You don't trust your local network, but you do trust the rest of the
Internet? I want to meet you. You're funny.
You're worse than the guy I know whose Solaris boxes keep getting rooted and
he just re-installs the original OS without patching because "they'll get
in
eventually anyway".
Crypto-signing ports and packages does not solve the problem you want to
solve. It just creates a sense of false security. If you are paranoid,
inspect source before running make. If you don't want to, accept you have to
trust the site it came from. If you can't inspect the source and you can't
trust the site, either don't run the code, expect to be 0wned one day, or
delete your FreeBSD parition and buy all your software from an approved
Microsoft reseller[1].
Personally, I trust occasional inspections over code, watching the output of
the cvs grab in the daily run, and trusting the sites I got it from.
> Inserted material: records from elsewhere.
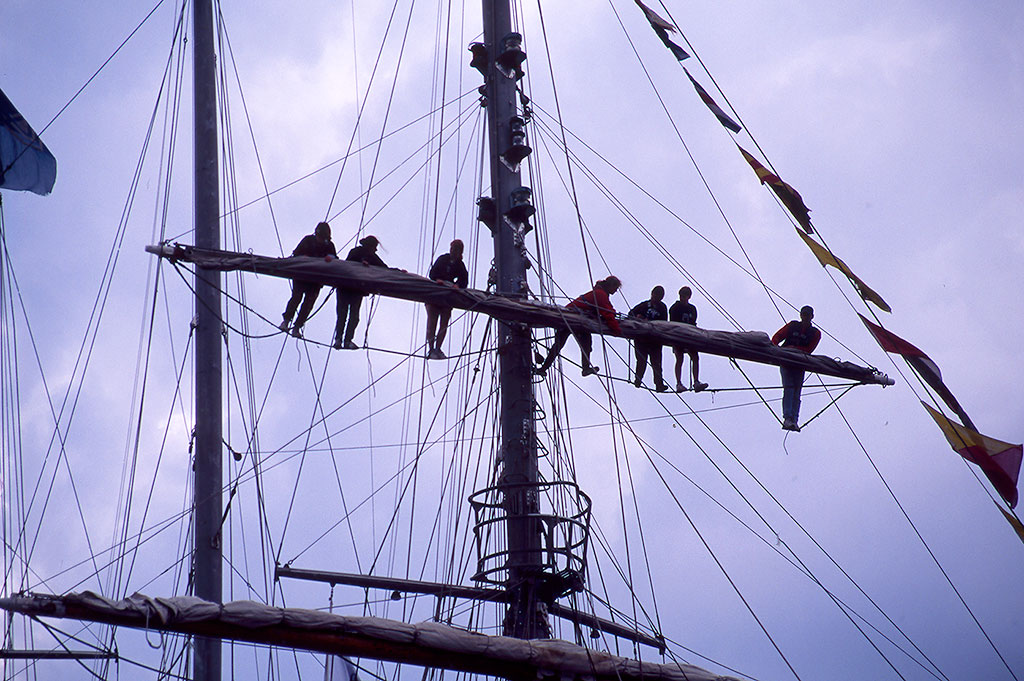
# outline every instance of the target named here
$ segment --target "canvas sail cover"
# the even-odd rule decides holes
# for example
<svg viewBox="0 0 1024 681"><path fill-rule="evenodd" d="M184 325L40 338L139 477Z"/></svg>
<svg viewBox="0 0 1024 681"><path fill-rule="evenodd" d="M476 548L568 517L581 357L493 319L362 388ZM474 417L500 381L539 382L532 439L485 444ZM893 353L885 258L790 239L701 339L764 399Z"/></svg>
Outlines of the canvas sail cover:
<svg viewBox="0 0 1024 681"><path fill-rule="evenodd" d="M201 634L538 681L736 681L692 665L618 657L567 641L487 636L437 622L348 617L255 601L218 604L193 596L151 598L142 594L114 601L86 591L3 598L0 607L34 616Z"/></svg>
<svg viewBox="0 0 1024 681"><path fill-rule="evenodd" d="M193 246L148 246L147 250L171 260L195 263L219 271L248 271L275 277L335 286L361 293L379 294L421 303L433 303L479 312L506 322L536 327L568 327L575 331L607 334L609 330L596 317L580 314L559 305L510 298L475 289L458 289L431 281L418 274L385 267L365 267L345 260L295 256L269 258L252 253L200 249ZM862 383L891 385L892 379L879 371L851 362L840 362L823 355L772 345L763 331L714 331L691 324L619 320L622 335L634 340L684 347L733 359L792 366L826 376Z"/></svg>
If they
were crypto-signed I would:
- not see ports being upgraded so quickly
- be trusting somebody I don't know anyway who is just the passphrase holder
for a key belonging to a project made up of volunteers who created a signing
authority that doesn't actually exist as a legal entity (Lord Archer has
more credibility than that)
- expect more ports to fail to build
- expect more porters to ask "wtf is the point? I'll just keep it on Linux
because it's easy and I'm lazy"
- realise that I have approximately 0% more security for 10% more effort on
the porters part
This is soooooo bikeshed it makes my installer thread from last week look
critical to the project's success... which obviously it isn't[2] to anybody
but me. :-))
--
Paul Robinson
[1] It goes without saying, this is not sensible advice. I was being ironic.
buying your software from an approved MS reseller is the quickest way to
your machine being ripped apart by 14-year olds in California I know. With
the exception of 2003 Server, which seems fine. To me.